Escaping the Relational Schema Trap
Join the DZone community and get the full member experience.
Join For FreeWe're struggling with our Relational Schema. We're not alone, of
course, everyone struggles with the relational model. The technology
imposes difficult limitations and we work around them.
There's
kind of a 4-step process through which the relational schema erodes
into irrelevance. The concept of a schema is not irrelevant. It's the
rigid relational schema that's a problem.
Many
DBA's will say that the relational model is the ultimate in flexibility.
They're right, but they're missing the point. The relational database
clearly separates the physical storage from the logical model as seen
in tables and columns. It's flexible, but the presence of a rigid
relational schema limits the pace of business change.
"Clearly," the DBA says, "you don't know how to use ALTER." I beg to differ. I can use ALTER; however, it doesn't permit the broad, sweeping scope of change that the business demands.
In
order to attempt to match the pace of business change, we're using an
ORM layer. This allows us to fabricate methods and properties left,
right and center. We can tackle some pretty big problems with simple
code changes. This, however, is no longer helping.
Straws and Camels
When
designing a database, we have to be cognizant of the nature and tempo
of change. In highly-regulated, very settled business applications
(back-office accounting, for example) the data model is well known.

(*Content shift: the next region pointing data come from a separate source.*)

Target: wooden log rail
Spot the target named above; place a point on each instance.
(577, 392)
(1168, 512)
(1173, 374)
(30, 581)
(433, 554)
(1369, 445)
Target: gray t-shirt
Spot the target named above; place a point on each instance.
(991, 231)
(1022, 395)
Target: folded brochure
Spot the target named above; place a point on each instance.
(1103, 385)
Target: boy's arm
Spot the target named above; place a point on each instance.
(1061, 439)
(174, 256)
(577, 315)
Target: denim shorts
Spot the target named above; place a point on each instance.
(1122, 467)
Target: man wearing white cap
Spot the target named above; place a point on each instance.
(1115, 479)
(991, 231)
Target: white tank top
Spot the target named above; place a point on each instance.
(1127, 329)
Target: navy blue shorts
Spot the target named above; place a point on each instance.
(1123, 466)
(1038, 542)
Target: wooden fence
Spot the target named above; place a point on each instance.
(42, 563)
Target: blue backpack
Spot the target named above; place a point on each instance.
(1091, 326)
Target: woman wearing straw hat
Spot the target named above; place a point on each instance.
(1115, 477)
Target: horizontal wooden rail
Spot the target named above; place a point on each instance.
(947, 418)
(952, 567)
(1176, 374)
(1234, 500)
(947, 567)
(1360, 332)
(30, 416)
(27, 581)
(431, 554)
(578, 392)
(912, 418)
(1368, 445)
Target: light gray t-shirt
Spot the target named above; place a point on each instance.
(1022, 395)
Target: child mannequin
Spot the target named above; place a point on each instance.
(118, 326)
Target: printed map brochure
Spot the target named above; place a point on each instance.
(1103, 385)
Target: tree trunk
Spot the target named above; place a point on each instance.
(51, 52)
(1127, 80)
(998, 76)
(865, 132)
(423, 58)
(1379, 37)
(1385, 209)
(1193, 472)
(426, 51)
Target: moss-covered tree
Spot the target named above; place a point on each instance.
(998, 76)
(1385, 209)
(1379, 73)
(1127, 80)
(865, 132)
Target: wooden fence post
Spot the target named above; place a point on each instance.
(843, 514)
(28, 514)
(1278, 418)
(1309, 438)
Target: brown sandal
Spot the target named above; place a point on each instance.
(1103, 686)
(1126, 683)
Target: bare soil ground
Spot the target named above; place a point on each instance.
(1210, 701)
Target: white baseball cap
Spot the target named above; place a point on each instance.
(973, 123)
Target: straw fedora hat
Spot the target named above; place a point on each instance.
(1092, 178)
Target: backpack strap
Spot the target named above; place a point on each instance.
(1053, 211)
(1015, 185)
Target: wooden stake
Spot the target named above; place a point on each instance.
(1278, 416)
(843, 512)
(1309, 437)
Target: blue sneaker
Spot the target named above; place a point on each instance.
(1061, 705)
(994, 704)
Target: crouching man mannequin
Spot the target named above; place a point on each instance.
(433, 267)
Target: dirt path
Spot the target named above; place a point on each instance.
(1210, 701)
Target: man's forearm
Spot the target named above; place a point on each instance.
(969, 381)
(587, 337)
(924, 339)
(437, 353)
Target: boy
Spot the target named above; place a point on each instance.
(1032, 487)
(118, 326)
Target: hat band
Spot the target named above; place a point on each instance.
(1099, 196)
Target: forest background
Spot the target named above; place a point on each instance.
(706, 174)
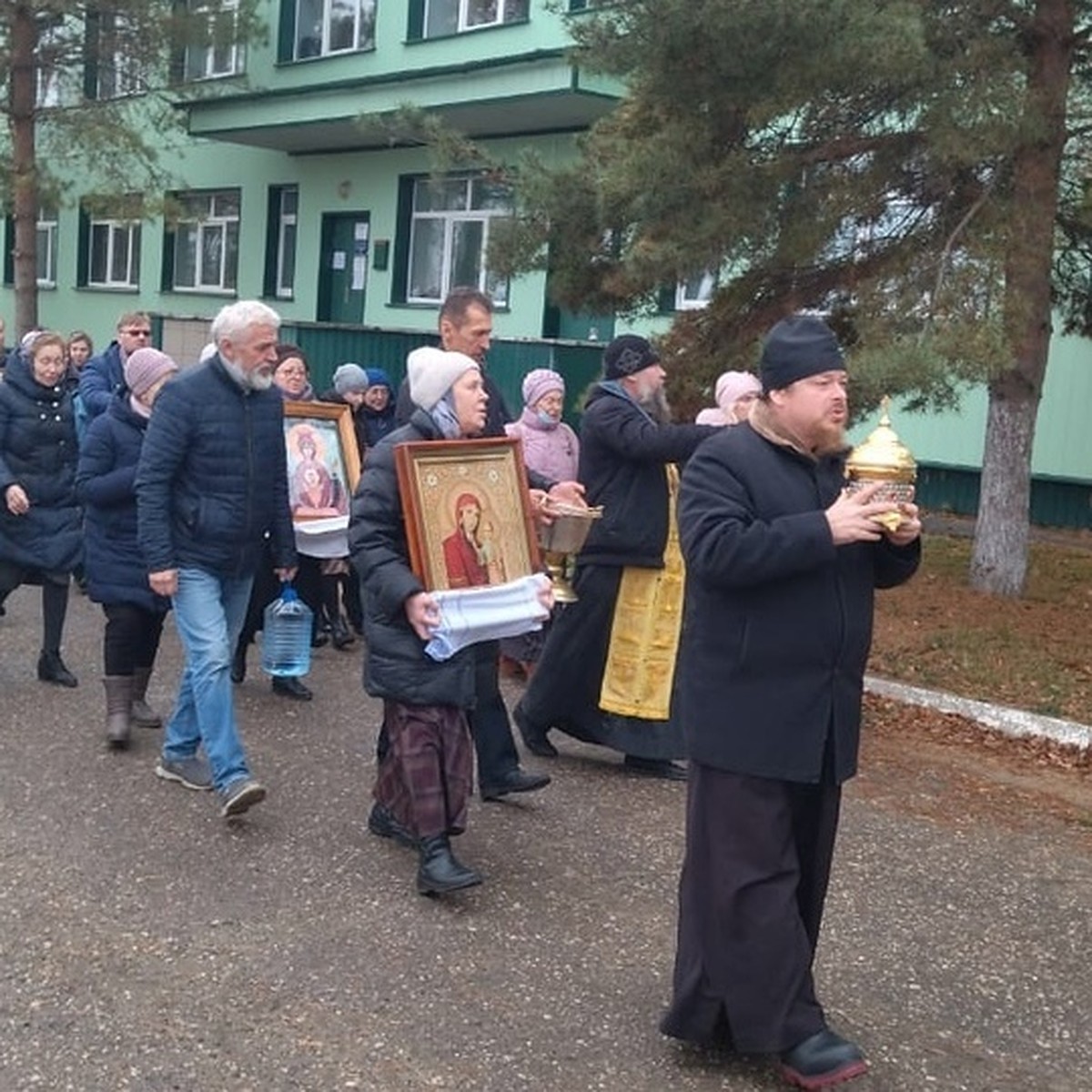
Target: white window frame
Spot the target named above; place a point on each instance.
(686, 300)
(364, 15)
(115, 230)
(211, 61)
(207, 213)
(288, 222)
(450, 218)
(508, 11)
(118, 74)
(46, 245)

Changes are mostly distinctive reporting changes and the tempo is pretty
lethargic. It's the back office. Sorry, but innovation rarely happens
there.
Each change is just a another hand-full
of straw thrown on the camel's back. It happens fairly slowly. And
there aren't many surprises. Hacks, workarounds and technical debt
accumulates slowly.
In innovative, novel,
experimental businesses, however, the nature and tempo are very
different. The changes are disruptive, "what are you saying?" kinds of
changes. They are "throw out the bathwater, the babies, the cribs and
fire the nursemaid" kinds of changes. The tempo is semi-annual reinvent
everything. Hacks, workarounds and technical debt get out of control
suddenly.
Important Lesson Learned. When the customer misunderstands the offering and asks for something completely senseless, it's good to listen and try to build that -- even if it wasn't what you were offering. In some cases, the original offering was too complex or contrived. In other cases, the offering didn't create enough value. But when you offer [X] and the customer asks how much it will cost for [Y], you have disruptive, sudden, and surprising database changes.
This is bales of hay through onto an unprepared camel. Backs can get broken.
Coping
One common coping strategy is SQL ALTER statements to fiddle with the logical model. This has to be coupled with CREATE TABLE AS SELECT
scripts to do open-heart surgery on the logical model. Married with
modified ORM definitions. This requires some careful "schema
versioning" techniques.
Another coping strategy
is lots of "Expansion" columns in the tables. These can be renamed and
repurposed without physical storage changes. The rows haven't
physically changed, but the column name morphed from "EXPANSION_INT_01"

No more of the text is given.